Jake didn’t reply, and Sam went on.
“Next Friday. St Alban’s Church. Turns out he didn’t even have a brother called Tom. He’s got a mum and a sister though, Emma. I spoke to her on the phone. Did you know her?”
“No,” Jake mumbled.
“She’s arranging it. It’ll be a small gathering at the church. Carl hadn’t spoken to his family for quite some time, some rift between them. Did you know about that?”
The sting returned to Jake’s eyes, and he rubbed harshly at his face. “No. It’s the kinda thing I should’ve known, isn’t it, but I didn’t. He knew everything about me, and I knew nothing about him. I can’t—I can’t go to his funeral.”
“Why not?”
“I can’t sit there and pretend this isn’t my fault.”
“How is it your fault?”
“It just is. It should’ve been me. It was meant to be me.”
Sam pinched the top of his nose. “You’re going to the funeral. You need to say goodbye.”
“I don’t want to say goodbye.”
“No one does, but we have to.”
****
It was the first funeral Jake had ever been to. Two weeks after the fire. Two weeks of silence from Maddox and being stuck not knowing what to do. He didn’t even have work to distract himself. He’d been at Sam’s house, staring blindly at the TV.
Sam elbowed his side, and Jake snapped to attention.

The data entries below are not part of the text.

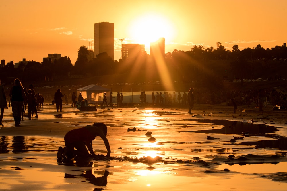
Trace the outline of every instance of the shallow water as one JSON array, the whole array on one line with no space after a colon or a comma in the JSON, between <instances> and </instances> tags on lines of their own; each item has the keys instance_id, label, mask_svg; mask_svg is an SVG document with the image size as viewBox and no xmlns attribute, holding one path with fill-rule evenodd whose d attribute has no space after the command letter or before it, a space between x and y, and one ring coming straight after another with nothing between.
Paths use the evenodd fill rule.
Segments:
<instances>
[{"instance_id":1,"label":"shallow water","mask_svg":"<svg viewBox=\"0 0 287 191\"><path fill-rule=\"evenodd\" d=\"M281 131L284 128L206 119L203 115L192 117L182 109L110 107L108 110L106 107L81 112L64 106L63 112L59 113L55 106L44 107L38 112L39 118L24 119L21 126L44 120L51 125L64 127L63 132L56 136L0 135L0 190L286 190L286 181L271 180L265 175L286 172L286 162L245 165L209 162L230 155L284 155L287 139ZM9 110L5 110L4 128L15 128ZM57 162L57 148L64 145L65 132L95 122L108 126L114 158ZM136 131L128 131L134 127ZM148 141L150 136L145 135L147 131L152 132L156 142ZM230 143L233 136L242 137L242 132L247 131L249 137ZM208 140L207 135L218 139ZM101 139L97 138L93 145L96 154L105 154ZM158 156L168 162L147 164L123 160L148 156ZM180 160L191 163L176 162ZM230 171L224 171L225 168Z\"/></svg>"}]
</instances>

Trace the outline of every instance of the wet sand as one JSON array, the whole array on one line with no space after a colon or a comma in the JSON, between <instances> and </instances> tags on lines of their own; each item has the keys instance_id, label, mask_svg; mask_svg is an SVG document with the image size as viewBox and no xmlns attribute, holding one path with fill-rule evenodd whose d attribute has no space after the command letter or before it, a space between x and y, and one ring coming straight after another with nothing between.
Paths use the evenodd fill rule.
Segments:
<instances>
[{"instance_id":1,"label":"wet sand","mask_svg":"<svg viewBox=\"0 0 287 191\"><path fill-rule=\"evenodd\" d=\"M190 115L181 107L81 112L64 105L60 113L46 105L19 127L5 109L0 190L286 190L287 112L255 106L234 114L224 103L195 105ZM57 161L66 133L96 122L108 126L112 157ZM244 138L231 142L234 137ZM95 153L105 155L96 139Z\"/></svg>"}]
</instances>

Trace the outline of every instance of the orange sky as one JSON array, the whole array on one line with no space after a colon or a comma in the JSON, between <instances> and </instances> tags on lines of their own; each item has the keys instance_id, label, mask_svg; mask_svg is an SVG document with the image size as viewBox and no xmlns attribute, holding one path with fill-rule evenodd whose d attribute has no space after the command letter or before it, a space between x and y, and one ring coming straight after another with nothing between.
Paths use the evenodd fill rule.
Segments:
<instances>
[{"instance_id":1,"label":"orange sky","mask_svg":"<svg viewBox=\"0 0 287 191\"><path fill-rule=\"evenodd\" d=\"M234 44L241 50L271 48L287 42L286 7L285 0L3 0L0 60L41 62L57 53L73 64L80 46L93 50L94 24L102 22L115 23L118 60L121 38L146 44L149 54L148 41L161 34L166 52L196 44L216 48L218 42L227 49L231 41L230 50Z\"/></svg>"}]
</instances>

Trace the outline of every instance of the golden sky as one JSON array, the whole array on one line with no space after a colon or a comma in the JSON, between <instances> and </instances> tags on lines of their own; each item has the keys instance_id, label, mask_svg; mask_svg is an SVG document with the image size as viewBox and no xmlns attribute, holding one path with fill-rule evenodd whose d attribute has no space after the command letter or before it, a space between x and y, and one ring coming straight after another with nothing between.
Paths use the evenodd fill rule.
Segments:
<instances>
[{"instance_id":1,"label":"golden sky","mask_svg":"<svg viewBox=\"0 0 287 191\"><path fill-rule=\"evenodd\" d=\"M61 54L74 63L82 46L93 50L94 24L115 23L115 59L123 43L166 39L166 52L195 45L241 50L287 42L285 0L2 0L0 60L39 62Z\"/></svg>"}]
</instances>

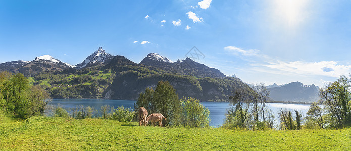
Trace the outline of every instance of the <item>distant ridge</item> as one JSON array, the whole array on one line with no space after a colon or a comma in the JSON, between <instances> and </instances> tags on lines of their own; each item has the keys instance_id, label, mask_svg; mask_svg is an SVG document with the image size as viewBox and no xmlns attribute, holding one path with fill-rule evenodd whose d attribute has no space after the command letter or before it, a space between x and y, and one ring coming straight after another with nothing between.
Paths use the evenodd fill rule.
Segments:
<instances>
[{"instance_id":1,"label":"distant ridge","mask_svg":"<svg viewBox=\"0 0 351 151\"><path fill-rule=\"evenodd\" d=\"M268 86L267 88L270 90L269 96L274 101L313 102L319 99L319 89L313 84L308 86L294 82L280 86L274 83Z\"/></svg>"}]
</instances>

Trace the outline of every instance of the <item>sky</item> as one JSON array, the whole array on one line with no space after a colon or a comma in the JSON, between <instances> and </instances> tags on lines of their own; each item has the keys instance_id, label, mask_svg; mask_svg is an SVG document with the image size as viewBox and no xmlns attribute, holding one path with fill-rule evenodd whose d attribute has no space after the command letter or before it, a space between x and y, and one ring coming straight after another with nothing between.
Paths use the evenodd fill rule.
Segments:
<instances>
[{"instance_id":1,"label":"sky","mask_svg":"<svg viewBox=\"0 0 351 151\"><path fill-rule=\"evenodd\" d=\"M351 73L351 1L0 1L0 63L72 65L102 47L138 63L193 60L250 84L320 87ZM189 53L190 52L190 53Z\"/></svg>"}]
</instances>

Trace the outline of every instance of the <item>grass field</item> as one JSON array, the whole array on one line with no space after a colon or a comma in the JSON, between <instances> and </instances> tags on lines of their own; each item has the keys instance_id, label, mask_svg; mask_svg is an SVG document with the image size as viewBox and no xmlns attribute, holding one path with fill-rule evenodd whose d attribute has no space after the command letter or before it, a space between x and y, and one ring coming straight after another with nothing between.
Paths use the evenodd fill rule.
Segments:
<instances>
[{"instance_id":1,"label":"grass field","mask_svg":"<svg viewBox=\"0 0 351 151\"><path fill-rule=\"evenodd\" d=\"M140 127L98 119L0 119L0 149L349 150L351 128L242 131Z\"/></svg>"}]
</instances>

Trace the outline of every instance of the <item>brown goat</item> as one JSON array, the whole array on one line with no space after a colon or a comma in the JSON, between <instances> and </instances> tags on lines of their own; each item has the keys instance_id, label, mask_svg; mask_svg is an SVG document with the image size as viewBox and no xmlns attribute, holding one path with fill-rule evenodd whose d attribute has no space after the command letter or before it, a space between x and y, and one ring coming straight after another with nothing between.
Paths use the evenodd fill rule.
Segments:
<instances>
[{"instance_id":1,"label":"brown goat","mask_svg":"<svg viewBox=\"0 0 351 151\"><path fill-rule=\"evenodd\" d=\"M153 113L150 114L150 115L146 118L146 125L148 124L149 121L151 121L151 124L153 125L156 126L156 122L160 122L160 124L159 127L162 126L162 120L164 119L166 119L163 115L161 113Z\"/></svg>"},{"instance_id":2,"label":"brown goat","mask_svg":"<svg viewBox=\"0 0 351 151\"><path fill-rule=\"evenodd\" d=\"M147 110L144 107L140 107L139 108L139 126L143 125L146 126L146 117L148 114Z\"/></svg>"}]
</instances>

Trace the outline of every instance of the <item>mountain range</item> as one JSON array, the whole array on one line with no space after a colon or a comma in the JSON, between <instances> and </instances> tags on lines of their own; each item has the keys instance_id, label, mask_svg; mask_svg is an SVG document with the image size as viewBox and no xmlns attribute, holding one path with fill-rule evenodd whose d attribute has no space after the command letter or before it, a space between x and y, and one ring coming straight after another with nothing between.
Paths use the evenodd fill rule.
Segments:
<instances>
[{"instance_id":1,"label":"mountain range","mask_svg":"<svg viewBox=\"0 0 351 151\"><path fill-rule=\"evenodd\" d=\"M152 53L138 64L124 56L108 54L101 47L76 65L45 55L31 61L1 63L0 70L32 77L33 84L44 87L54 98L135 100L146 88L154 89L159 80L164 80L173 86L180 97L225 101L235 90L249 87L235 75L226 77L189 58L172 61ZM309 102L315 99L311 95L316 92L312 90L316 88L313 86L273 84L267 88L273 100Z\"/></svg>"},{"instance_id":2,"label":"mountain range","mask_svg":"<svg viewBox=\"0 0 351 151\"><path fill-rule=\"evenodd\" d=\"M270 90L270 98L274 101L312 103L319 98L319 88L314 84L304 85L294 82L282 85L274 83L267 87Z\"/></svg>"}]
</instances>

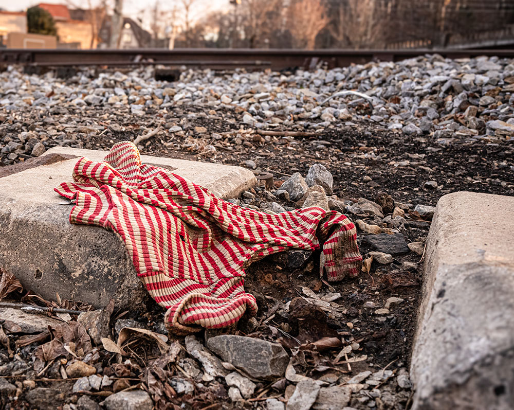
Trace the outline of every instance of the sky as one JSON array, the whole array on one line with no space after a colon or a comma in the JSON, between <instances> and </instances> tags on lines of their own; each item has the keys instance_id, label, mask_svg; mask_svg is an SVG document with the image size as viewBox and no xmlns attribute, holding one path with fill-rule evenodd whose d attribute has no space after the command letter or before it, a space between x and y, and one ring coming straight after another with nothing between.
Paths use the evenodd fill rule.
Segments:
<instances>
[{"instance_id":1,"label":"sky","mask_svg":"<svg viewBox=\"0 0 514 410\"><path fill-rule=\"evenodd\" d=\"M155 5L156 0L123 0L123 14L136 19L144 13L143 26L149 28L149 19L151 10ZM94 5L100 2L100 0L90 0ZM25 10L28 7L39 3L52 3L54 4L74 4L84 8L88 8L87 0L0 0L0 8L8 11ZM107 3L113 3L113 0L107 0ZM180 0L160 0L159 8L163 10L171 10L174 5L181 9ZM210 11L218 9L226 9L229 7L229 0L195 0L192 7L191 15L193 20L208 14Z\"/></svg>"}]
</instances>

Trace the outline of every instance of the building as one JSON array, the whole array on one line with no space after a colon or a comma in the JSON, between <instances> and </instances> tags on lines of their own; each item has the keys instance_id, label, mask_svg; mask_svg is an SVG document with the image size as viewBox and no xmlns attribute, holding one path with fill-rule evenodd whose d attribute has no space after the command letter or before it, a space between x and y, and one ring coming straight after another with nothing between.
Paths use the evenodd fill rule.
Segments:
<instances>
[{"instance_id":1,"label":"building","mask_svg":"<svg viewBox=\"0 0 514 410\"><path fill-rule=\"evenodd\" d=\"M72 19L70 10L66 5L40 3L37 6L48 11L53 19L60 47L96 47L96 36L94 32L93 25L85 20Z\"/></svg>"},{"instance_id":2,"label":"building","mask_svg":"<svg viewBox=\"0 0 514 410\"><path fill-rule=\"evenodd\" d=\"M66 5L40 3L37 6L40 9L46 10L50 13L54 22L71 20L71 16L69 14L69 10Z\"/></svg>"},{"instance_id":3,"label":"building","mask_svg":"<svg viewBox=\"0 0 514 410\"><path fill-rule=\"evenodd\" d=\"M0 11L0 46L5 46L9 33L27 32L27 13Z\"/></svg>"}]
</instances>

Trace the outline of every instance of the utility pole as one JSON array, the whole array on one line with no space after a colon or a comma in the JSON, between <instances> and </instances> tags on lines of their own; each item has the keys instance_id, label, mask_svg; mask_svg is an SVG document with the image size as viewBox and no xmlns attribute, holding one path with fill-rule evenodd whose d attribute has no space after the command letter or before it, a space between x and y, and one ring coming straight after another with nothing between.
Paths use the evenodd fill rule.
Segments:
<instances>
[{"instance_id":1,"label":"utility pole","mask_svg":"<svg viewBox=\"0 0 514 410\"><path fill-rule=\"evenodd\" d=\"M123 0L114 0L114 10L113 13L109 45L111 48L117 48L119 46L121 26L123 22Z\"/></svg>"}]
</instances>

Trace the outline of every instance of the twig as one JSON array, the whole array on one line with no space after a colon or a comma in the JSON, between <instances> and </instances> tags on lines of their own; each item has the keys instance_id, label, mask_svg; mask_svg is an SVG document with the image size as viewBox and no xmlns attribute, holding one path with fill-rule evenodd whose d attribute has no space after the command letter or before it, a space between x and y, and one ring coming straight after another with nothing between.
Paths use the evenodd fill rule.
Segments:
<instances>
[{"instance_id":1,"label":"twig","mask_svg":"<svg viewBox=\"0 0 514 410\"><path fill-rule=\"evenodd\" d=\"M70 315L80 315L84 311L71 310L62 308L44 308L42 306L33 306L24 303L12 303L11 302L0 302L0 308L13 308L33 313L43 313L49 312L50 313L68 313Z\"/></svg>"},{"instance_id":2,"label":"twig","mask_svg":"<svg viewBox=\"0 0 514 410\"><path fill-rule=\"evenodd\" d=\"M281 175L283 175L284 176L290 176L289 174L285 174L283 172L279 172L278 171L274 171L270 168L264 168L266 171L269 171L270 172L274 172L276 174L280 174Z\"/></svg>"},{"instance_id":3,"label":"twig","mask_svg":"<svg viewBox=\"0 0 514 410\"><path fill-rule=\"evenodd\" d=\"M50 366L53 364L53 362L55 361L55 360L56 360L54 359L52 359L51 360L48 362L48 364L43 368L42 370L41 370L39 373L38 373L38 377L39 377L40 376L41 376L41 375L42 375L46 371L47 369L48 369Z\"/></svg>"},{"instance_id":4,"label":"twig","mask_svg":"<svg viewBox=\"0 0 514 410\"><path fill-rule=\"evenodd\" d=\"M270 137L316 137L319 135L308 131L268 131L266 130L258 130L257 133Z\"/></svg>"},{"instance_id":5,"label":"twig","mask_svg":"<svg viewBox=\"0 0 514 410\"><path fill-rule=\"evenodd\" d=\"M262 401L263 400L267 400L268 399L278 399L279 397L282 397L282 396L272 396L270 397L255 397L254 399L248 399L247 401Z\"/></svg>"},{"instance_id":6,"label":"twig","mask_svg":"<svg viewBox=\"0 0 514 410\"><path fill-rule=\"evenodd\" d=\"M209 404L207 407L203 407L201 408L200 409L200 410L207 410L208 408L212 408L212 407L215 407L216 406L219 406L219 403L213 403L212 404Z\"/></svg>"},{"instance_id":7,"label":"twig","mask_svg":"<svg viewBox=\"0 0 514 410\"><path fill-rule=\"evenodd\" d=\"M418 263L421 263L423 261L423 259L425 259L425 254L427 252L427 244L425 244L425 246L423 247L423 254L421 256L421 259L419 259L419 261Z\"/></svg>"},{"instance_id":8,"label":"twig","mask_svg":"<svg viewBox=\"0 0 514 410\"><path fill-rule=\"evenodd\" d=\"M344 359L346 361L346 366L348 367L348 371L352 371L352 366L350 366L350 364L348 362L348 354L346 353L344 353Z\"/></svg>"},{"instance_id":9,"label":"twig","mask_svg":"<svg viewBox=\"0 0 514 410\"><path fill-rule=\"evenodd\" d=\"M158 127L153 131L150 131L150 132L145 134L143 135L138 135L136 139L134 140L134 145L137 145L141 141L144 141L145 139L148 139L149 138L152 138L154 135L157 134L159 131L161 130L160 127Z\"/></svg>"}]
</instances>

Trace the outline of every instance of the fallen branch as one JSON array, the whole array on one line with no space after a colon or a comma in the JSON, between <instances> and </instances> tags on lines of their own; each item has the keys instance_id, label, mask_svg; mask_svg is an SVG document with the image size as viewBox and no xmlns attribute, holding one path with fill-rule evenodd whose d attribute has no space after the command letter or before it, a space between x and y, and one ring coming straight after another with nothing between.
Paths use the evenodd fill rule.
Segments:
<instances>
[{"instance_id":1,"label":"fallen branch","mask_svg":"<svg viewBox=\"0 0 514 410\"><path fill-rule=\"evenodd\" d=\"M360 97L361 98L364 98L368 100L368 102L370 104L370 107L371 108L372 111L374 110L373 99L371 97L370 97L370 96L367 95L366 94L364 94L362 93L359 93L358 91L351 91L350 90L347 90L346 91L340 91L339 93L336 93L336 94L333 94L328 98L327 98L326 100L323 101L320 104L320 106L322 105L325 103L330 101L331 99L336 97L343 97L345 95L356 95L357 97Z\"/></svg>"},{"instance_id":2,"label":"fallen branch","mask_svg":"<svg viewBox=\"0 0 514 410\"><path fill-rule=\"evenodd\" d=\"M33 313L68 313L70 315L80 315L82 310L71 310L61 308L43 308L42 306L33 306L32 305L26 305L24 303L11 303L10 302L0 302L0 308L12 308L20 309L25 312L30 312Z\"/></svg>"},{"instance_id":3,"label":"fallen branch","mask_svg":"<svg viewBox=\"0 0 514 410\"><path fill-rule=\"evenodd\" d=\"M270 137L316 137L319 135L316 132L308 131L268 131L265 130L258 130L257 133Z\"/></svg>"},{"instance_id":4,"label":"fallen branch","mask_svg":"<svg viewBox=\"0 0 514 410\"><path fill-rule=\"evenodd\" d=\"M161 130L160 127L158 127L153 131L151 131L150 132L147 133L143 135L138 135L136 139L134 140L134 145L137 145L139 142L142 141L144 141L145 140L148 139L150 138L152 138L154 135L157 134L159 131Z\"/></svg>"}]
</instances>

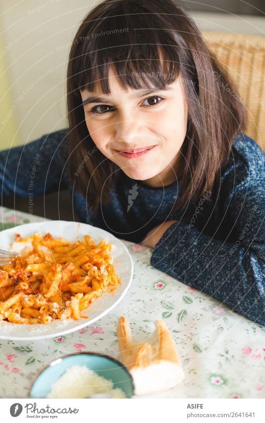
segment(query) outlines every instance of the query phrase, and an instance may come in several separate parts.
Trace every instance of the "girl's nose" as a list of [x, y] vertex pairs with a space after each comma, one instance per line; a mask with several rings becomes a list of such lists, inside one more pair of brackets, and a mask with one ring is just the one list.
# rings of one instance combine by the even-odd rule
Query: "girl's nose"
[[141, 139], [143, 123], [131, 116], [120, 118], [115, 124], [116, 139], [124, 143], [137, 143]]

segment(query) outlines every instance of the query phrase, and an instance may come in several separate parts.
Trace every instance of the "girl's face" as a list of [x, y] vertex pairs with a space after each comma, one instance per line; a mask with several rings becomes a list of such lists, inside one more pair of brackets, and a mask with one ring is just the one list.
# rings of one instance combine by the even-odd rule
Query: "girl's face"
[[126, 91], [111, 70], [109, 95], [81, 92], [96, 147], [130, 178], [151, 187], [169, 185], [179, 176], [187, 104], [179, 78], [173, 80], [164, 91]]

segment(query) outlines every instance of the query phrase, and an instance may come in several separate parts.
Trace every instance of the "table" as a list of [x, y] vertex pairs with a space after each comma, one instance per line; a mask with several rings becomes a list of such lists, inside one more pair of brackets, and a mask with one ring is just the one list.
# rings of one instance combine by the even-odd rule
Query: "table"
[[[44, 220], [0, 207], [0, 230]], [[93, 326], [68, 335], [35, 341], [0, 339], [0, 397], [26, 398], [35, 374], [62, 355], [87, 350], [119, 359], [116, 327], [124, 315], [140, 341], [153, 331], [156, 319], [164, 319], [185, 372], [180, 385], [141, 398], [264, 398], [265, 327], [153, 268], [151, 249], [122, 242], [134, 265], [124, 298]]]

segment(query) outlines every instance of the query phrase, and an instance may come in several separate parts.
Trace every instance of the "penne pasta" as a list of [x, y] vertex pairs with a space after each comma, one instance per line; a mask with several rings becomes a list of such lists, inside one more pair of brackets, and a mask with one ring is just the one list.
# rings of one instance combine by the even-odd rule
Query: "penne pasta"
[[0, 266], [0, 320], [48, 324], [79, 319], [83, 310], [120, 283], [111, 264], [112, 244], [105, 240], [96, 245], [85, 235], [71, 243], [39, 232], [24, 238], [17, 234], [15, 240], [27, 246]]

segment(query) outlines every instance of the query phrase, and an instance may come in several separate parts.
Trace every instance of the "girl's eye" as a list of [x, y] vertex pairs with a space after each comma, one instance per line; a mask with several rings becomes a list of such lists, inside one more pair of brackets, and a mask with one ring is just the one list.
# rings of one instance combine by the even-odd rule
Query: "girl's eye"
[[[161, 100], [158, 101], [158, 99], [161, 99]], [[144, 103], [145, 101], [149, 102], [150, 100], [151, 100], [151, 104], [149, 102], [148, 104], [145, 104], [144, 106], [155, 106], [156, 104], [158, 104], [159, 103], [160, 103], [163, 100], [164, 100], [162, 97], [160, 97], [160, 96], [152, 96], [151, 97], [148, 97], [148, 98], [145, 99], [144, 100]], [[98, 109], [97, 108], [108, 108], [108, 110], [100, 110], [100, 109]], [[91, 109], [90, 112], [91, 113], [95, 113], [97, 115], [103, 115], [105, 113], [108, 113], [109, 112], [112, 112], [115, 110], [115, 107], [111, 107], [110, 106], [108, 106], [107, 104], [103, 104], [99, 105], [99, 106], [95, 106], [92, 109]]]
[[[98, 110], [97, 110], [98, 107], [108, 107], [109, 108], [109, 110], [103, 110], [103, 111], [101, 110], [101, 111], [98, 111]], [[90, 111], [91, 113], [96, 113], [98, 115], [103, 115], [103, 114], [107, 113], [108, 112], [111, 112], [112, 110], [114, 110], [114, 108], [115, 108], [111, 107], [110, 106], [108, 106], [106, 104], [100, 104], [99, 106], [95, 106], [95, 107], [93, 107]]]
[[[159, 100], [159, 101], [157, 100], [155, 102], [154, 102], [154, 99], [158, 98], [162, 99], [162, 100]], [[160, 102], [164, 100], [164, 99], [163, 99], [162, 97], [161, 97], [160, 96], [152, 96], [152, 97], [148, 97], [148, 98], [145, 99], [145, 100], [144, 100], [144, 102], [150, 100], [152, 100], [151, 104], [150, 104], [149, 103], [149, 104], [145, 104], [145, 106], [155, 106], [156, 104], [157, 104], [158, 103], [160, 103]]]

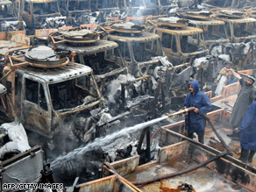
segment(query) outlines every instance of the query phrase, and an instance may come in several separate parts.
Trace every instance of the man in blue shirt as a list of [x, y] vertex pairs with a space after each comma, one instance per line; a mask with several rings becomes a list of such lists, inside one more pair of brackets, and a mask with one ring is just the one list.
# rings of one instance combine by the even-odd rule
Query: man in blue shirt
[[191, 82], [188, 85], [189, 92], [184, 102], [184, 106], [193, 108], [194, 110], [188, 114], [188, 121], [186, 124], [187, 135], [193, 139], [194, 132], [198, 136], [198, 141], [204, 143], [204, 128], [206, 120], [201, 114], [206, 114], [211, 109], [211, 103], [205, 93], [199, 91], [198, 81]]

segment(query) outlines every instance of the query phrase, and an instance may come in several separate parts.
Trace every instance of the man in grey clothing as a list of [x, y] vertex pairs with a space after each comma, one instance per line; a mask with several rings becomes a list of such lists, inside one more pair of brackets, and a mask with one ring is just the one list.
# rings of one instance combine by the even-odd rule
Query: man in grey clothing
[[[232, 110], [232, 114], [230, 119], [233, 129], [238, 127], [241, 124], [244, 116], [245, 115], [248, 106], [252, 103], [255, 97], [255, 88], [253, 82], [255, 78], [253, 76], [248, 76], [246, 80], [244, 80], [239, 74], [236, 73], [233, 69], [230, 70], [232, 75], [239, 80], [241, 85], [241, 90], [238, 95], [237, 101]], [[232, 132], [227, 134], [229, 137], [232, 137], [234, 140], [239, 140], [238, 134]]]

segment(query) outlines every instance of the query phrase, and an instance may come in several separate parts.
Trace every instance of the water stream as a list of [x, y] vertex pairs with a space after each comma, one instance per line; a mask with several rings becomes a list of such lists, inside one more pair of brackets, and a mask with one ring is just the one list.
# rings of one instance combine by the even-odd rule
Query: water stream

He turned to the huge double doors of the church and looked at the coffin. When it passed him, his nostrils pulsed of their own accord and he thought he could smell burned flesh.
Rachel linked arms with him and sobbed into a tissue, and Sam stood on the other side of him, ever watchful, looking at Jake with unmasked concern.
He’d worn his work trousers and shirt but had had to borrow a suit jacket from Sam. It was too big, and Sam’s scent clung to it. Jake didn’t feel like himself; he didn’t feel like anything.
The people sitting closer to the front had vaguely familiar features to Carl, similar noses, the same sandy blond hair Carl had before he started dying it. Emma had greeted Jake with a soft smile, but he’d been unable to return it.
He zoned out and kept his head low. Rachel tried to catch his eye, but he refused her and instead tucked their linked arms close to his body, giving her a squeeze.
The vicar fell silent at the sound of a revving engine outside the church, so loud Jake felt the vibrations. It stopped, and the vicar bobbed his head before opening his mouth to continue. The door at the end of the church swung open, thumping the wall.
Everyone turned and glared at the late arrivals. Two of them. A woman with straight blonde hair, and a skinny man with his tied back. Jake recognised him immediately. Billy cast his amused gaze over everyone in the church.
“Sorry,” he said before taking a seat.
The woman sat beside him and failed to control her smirk. Jake stared at them, and they stared back, but there was nothing hidden in their gaze, only glee. He thought back to the day Billy had walked into Stationery Corner. He hadn’t even spared Jake a glance, but he’d turned in Carl’s direction, flashed a look at him before abruptly leaving.